In deze zaak heeft de Rechtbank Zeeland-West-Brabant op 2 juni 2023 uitspraak gedaan in een rekestprocedure betreffende de ontkenning van het vaderschap van een man over een minderjarige. De man, vertegenwoordigd door advocaat mr. H. Mink, verzocht de rechtbank om de ontkenning van zijn vaderschap gegrond te verklaren, omdat hij niet de biologische vader van het kind is. De vrouw, de moeder van de minderjarige, heeft geen verweer gevoerd tegen dit verzoek. De rechtbank heeft vastgesteld dat de man in september 2021 op de hoogte is gesteld door de vrouw dat hij vermoedelijk niet de biologische vader is, en heeft op 11 juli 2022 het verzoek tot ontkenning ingediend, wat tijdig was.
De rechtbank heeft de relevante stukken in de procedure beoordeeld, waaronder eerdere beschikkingen en rapporten van de bijzondere curator, mr. V.J.C. Pieters.
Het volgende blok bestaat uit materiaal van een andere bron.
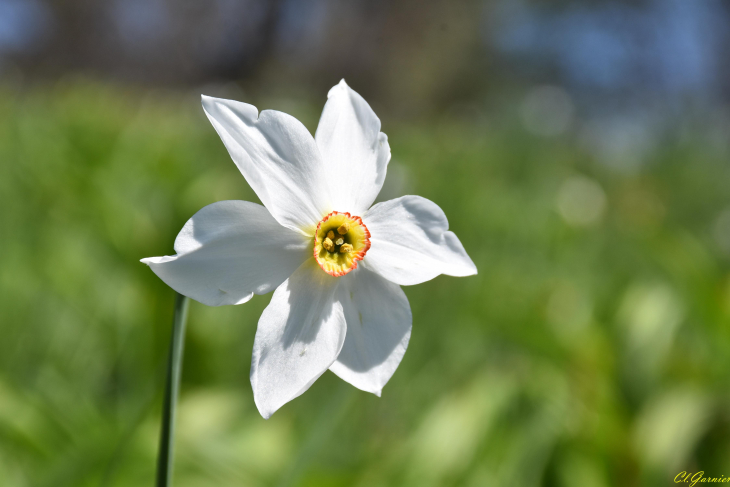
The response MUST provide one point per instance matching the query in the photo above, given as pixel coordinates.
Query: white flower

Uit een verwantschapsonderzoek van Verilabs bleek dat de man niet de biologische vader is van de minderjarige. De rechtbank heeft geoordeeld dat het in het belang van de minderjarige is om de juridische situatie in overeenstemming te brengen met de feitelijke situatie. Daarom heeft de rechtbank het verzoek tot gegrondverklaring van de ontkenning van het vaderschap toegewezen.
De beschikking is openbaar uitgesproken en de rechtbank heeft de griffier verzocht om een afschrift van de beschikking te zenden aan de ambtenaar van de burgerlijke stand, onder voorwaarde dat er geen hoger beroep wordt ingesteld binnen drie maanden na de uitspraak.